Setelah menulis cerpen itu, saya hilang. Lulus kuliah tahun 2012, mencari kerja demi menghindari status penganguran dan cibiran orang, justru saya terlupa akan hal yang sangat hakiki dalam hidup saya; membaca. Saya merasa itu paling hakiki karena, apakah bisa menjadi seorang penulis tanpa membaca?
Itulah yang terjadi dengan saya medio tahun 2012 hingga 2014. Saya berhenti menulis. Saya juga memutuskan hubungan dengan mas-mas loper koran. Keganderungan akan sastra pun perlahan menurun, meski saya masih sesekali membeli KOMPAS Minggu sebagai pelepas kangen dan untuk baca dalam sekali duduk.
Saat itu hidup saya lebih banyak dipenuhi kekhawatiran tentang target pekerjaan yang tidak sampai, energi yang terkuras akibat selalu berpikir bagaimana caranya mendapat kerja yang mapan, sampai sibuk mencari pendapatan lain untuk biaya pernikahan dan menafkahi sanak saudara. Tanpa dibarengi membaca dan menulis, semua itu tentu saja sangat menyiksa. Kebosanan saya memuncak, hingga di suatu hari, saya memantapkan diri; saya ingin menjadi penulis, apa pun risikonya. Saya keluar dari pekerjaan untuk meredefinisi hidup!
****
Kalau tidak salah pada medio tahun 2014; saya sempat terlunta-lunta selama setahun menjadi pengangguran di Yogyakarta dan belajar menulis sambil bekerja serabutan; menjadi guru bimbel dan les, dan kemudian takdir mengarahkan saya bekerja di sebuah penerbitan sebagai editor bahasa untuk buku mata pelajaran.

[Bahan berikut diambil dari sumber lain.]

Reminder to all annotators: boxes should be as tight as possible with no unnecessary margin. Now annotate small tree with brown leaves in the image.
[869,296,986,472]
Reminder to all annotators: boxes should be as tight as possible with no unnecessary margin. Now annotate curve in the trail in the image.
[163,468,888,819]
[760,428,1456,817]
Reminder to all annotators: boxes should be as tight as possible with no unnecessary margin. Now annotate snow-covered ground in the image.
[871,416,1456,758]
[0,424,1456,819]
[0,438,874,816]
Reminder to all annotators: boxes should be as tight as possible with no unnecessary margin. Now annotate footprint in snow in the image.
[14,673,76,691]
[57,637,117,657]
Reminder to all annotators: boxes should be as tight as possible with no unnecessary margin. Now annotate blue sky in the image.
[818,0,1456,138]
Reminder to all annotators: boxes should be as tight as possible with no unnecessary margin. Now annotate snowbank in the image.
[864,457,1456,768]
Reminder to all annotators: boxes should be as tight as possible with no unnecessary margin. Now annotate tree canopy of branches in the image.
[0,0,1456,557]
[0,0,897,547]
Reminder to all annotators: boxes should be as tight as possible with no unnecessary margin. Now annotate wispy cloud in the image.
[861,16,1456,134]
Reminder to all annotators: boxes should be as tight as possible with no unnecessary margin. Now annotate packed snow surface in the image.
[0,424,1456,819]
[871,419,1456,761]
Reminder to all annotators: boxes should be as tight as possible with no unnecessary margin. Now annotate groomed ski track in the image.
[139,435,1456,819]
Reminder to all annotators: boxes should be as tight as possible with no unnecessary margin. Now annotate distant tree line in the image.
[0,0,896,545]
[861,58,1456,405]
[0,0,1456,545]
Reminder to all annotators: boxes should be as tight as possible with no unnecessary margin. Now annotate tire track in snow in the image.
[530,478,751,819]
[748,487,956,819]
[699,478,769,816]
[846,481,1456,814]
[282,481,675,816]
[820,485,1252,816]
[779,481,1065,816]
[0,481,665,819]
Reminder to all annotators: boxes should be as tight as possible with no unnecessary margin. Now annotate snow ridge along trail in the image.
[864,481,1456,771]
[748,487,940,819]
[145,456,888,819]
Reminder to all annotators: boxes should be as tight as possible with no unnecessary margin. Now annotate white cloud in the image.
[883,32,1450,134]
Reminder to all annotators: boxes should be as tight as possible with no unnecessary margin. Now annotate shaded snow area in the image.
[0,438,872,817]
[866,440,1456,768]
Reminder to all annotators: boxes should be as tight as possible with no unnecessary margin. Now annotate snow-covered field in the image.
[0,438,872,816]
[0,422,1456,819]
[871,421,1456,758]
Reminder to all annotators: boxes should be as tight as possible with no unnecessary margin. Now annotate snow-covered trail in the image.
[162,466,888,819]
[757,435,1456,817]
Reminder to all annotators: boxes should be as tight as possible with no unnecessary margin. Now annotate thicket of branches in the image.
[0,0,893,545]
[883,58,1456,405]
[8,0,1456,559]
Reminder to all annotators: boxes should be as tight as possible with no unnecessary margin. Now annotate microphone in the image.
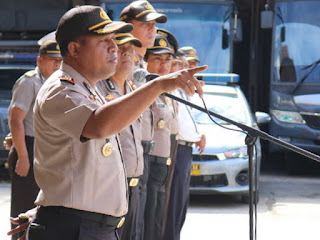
[133,68,159,83]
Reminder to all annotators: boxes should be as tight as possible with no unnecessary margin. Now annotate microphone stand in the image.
[163,93,320,240]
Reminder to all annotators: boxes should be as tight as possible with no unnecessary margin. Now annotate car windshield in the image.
[273,1,320,85]
[107,3,230,73]
[0,69,28,92]
[191,89,249,125]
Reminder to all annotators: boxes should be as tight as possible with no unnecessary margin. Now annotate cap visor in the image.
[45,53,61,57]
[94,21,133,35]
[186,57,200,63]
[137,12,168,23]
[115,37,142,47]
[147,48,174,56]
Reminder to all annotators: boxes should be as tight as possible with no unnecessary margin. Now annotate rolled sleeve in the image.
[11,78,35,113]
[40,90,100,140]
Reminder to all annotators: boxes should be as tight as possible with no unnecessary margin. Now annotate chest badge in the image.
[157,118,165,129]
[102,140,112,157]
[105,94,115,101]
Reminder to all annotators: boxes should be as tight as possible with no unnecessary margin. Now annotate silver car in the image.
[190,84,270,202]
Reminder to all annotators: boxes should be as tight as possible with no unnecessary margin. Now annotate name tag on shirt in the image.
[157,103,166,108]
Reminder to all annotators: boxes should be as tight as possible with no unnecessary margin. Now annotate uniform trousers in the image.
[163,144,192,240]
[118,179,139,240]
[8,136,39,240]
[27,207,119,240]
[144,155,169,240]
[162,134,178,237]
[133,153,150,240]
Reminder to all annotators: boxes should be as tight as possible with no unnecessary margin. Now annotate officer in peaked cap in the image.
[144,34,177,240]
[179,46,200,68]
[120,0,167,23]
[8,38,61,239]
[157,28,179,53]
[17,5,207,240]
[120,1,167,69]
[97,33,144,240]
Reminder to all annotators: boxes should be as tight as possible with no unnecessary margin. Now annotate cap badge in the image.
[100,10,110,20]
[105,94,115,101]
[107,79,116,90]
[157,118,165,129]
[189,50,196,55]
[102,139,112,157]
[159,39,167,47]
[157,30,168,37]
[144,2,153,10]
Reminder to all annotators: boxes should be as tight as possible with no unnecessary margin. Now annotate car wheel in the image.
[241,191,259,204]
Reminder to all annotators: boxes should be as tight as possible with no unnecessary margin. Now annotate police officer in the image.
[8,41,61,239]
[97,33,143,240]
[163,47,206,240]
[179,46,200,68]
[24,5,206,240]
[157,28,181,234]
[144,34,174,240]
[120,1,167,240]
[120,0,167,69]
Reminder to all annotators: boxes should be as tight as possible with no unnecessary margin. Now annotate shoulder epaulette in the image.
[134,55,139,63]
[24,70,37,77]
[59,75,76,85]
[105,94,115,101]
[128,80,137,90]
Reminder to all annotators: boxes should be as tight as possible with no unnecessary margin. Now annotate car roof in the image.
[202,84,238,95]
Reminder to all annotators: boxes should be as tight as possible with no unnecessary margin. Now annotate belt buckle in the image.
[129,178,139,187]
[117,217,126,228]
[149,140,154,154]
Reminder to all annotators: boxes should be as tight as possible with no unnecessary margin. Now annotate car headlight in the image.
[224,147,248,158]
[270,109,306,124]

Hal ini berhasil memompa kembali semangat hidup saya yang mulai dekaden. Bekerja di penerbit menurut saya, adalah jalan terbaik dalam menggapai cita-cita menjadi seorang penulis. Betapa bersyukurnya saya saat itu. Dan di sini, di Bandung, sebuah kota yang adem ayem serta ramah, saya mulai membaca lagi KOMPAS Minggu. Saya mulai mengejar ketertingalan saya dengan cara membeli buku antologi cerpen KOMPAS. Kemewahan yang sudah lama saya tunggu-tunggu. Dan ini saatnya pikir saya, menyisihkan pendapatan untuk membeli buku-buku. Tidak hanya sebagai pelipur lara dan balas dendam, lebih dari itu menambah referensi belajar serta memperkaya insight.
****
Jalan hidup siapa yang tahu. Tak jarang, meski sudah kita rencanakan dengan matang, hidup berjalan ke arah yang tak pernah terpikirkan sebelumnya. Prediksi meleset, planning porak poranda. Itulah sedikit gambaran perjalanan hidup saya saat mengalami titik balik pada awal tahun 2015. Dari seorang yang gaptek dan tak pernah update, justru saya harus bekerja di dunia yang serba digital.
Sebuah dunia yang asing bahkan sangat asing dan seakan tak ada yang lebih asing kalau kata Seno Gumira Ajidarma. Dan di dunia baru ini saya dituntut up date terhadap berita, perkembangan teknologi, dan platform digital lain seperti media sosial dan mobile apps. Sempat merasa tersiksa di awal, tapi saya memilih bertahan karena ditempatkan dalam mimpi yang sejak dulu saya idamkan; menjadi seorang penulis. Lebih tepatnya sebagai content writer, profesi yang sangat baru bagi saya. Dari editor bahasa buku pelajaran ke penulis yang memasarkan secara halus (soft selling) produk-produk. Betul-betul jomplang.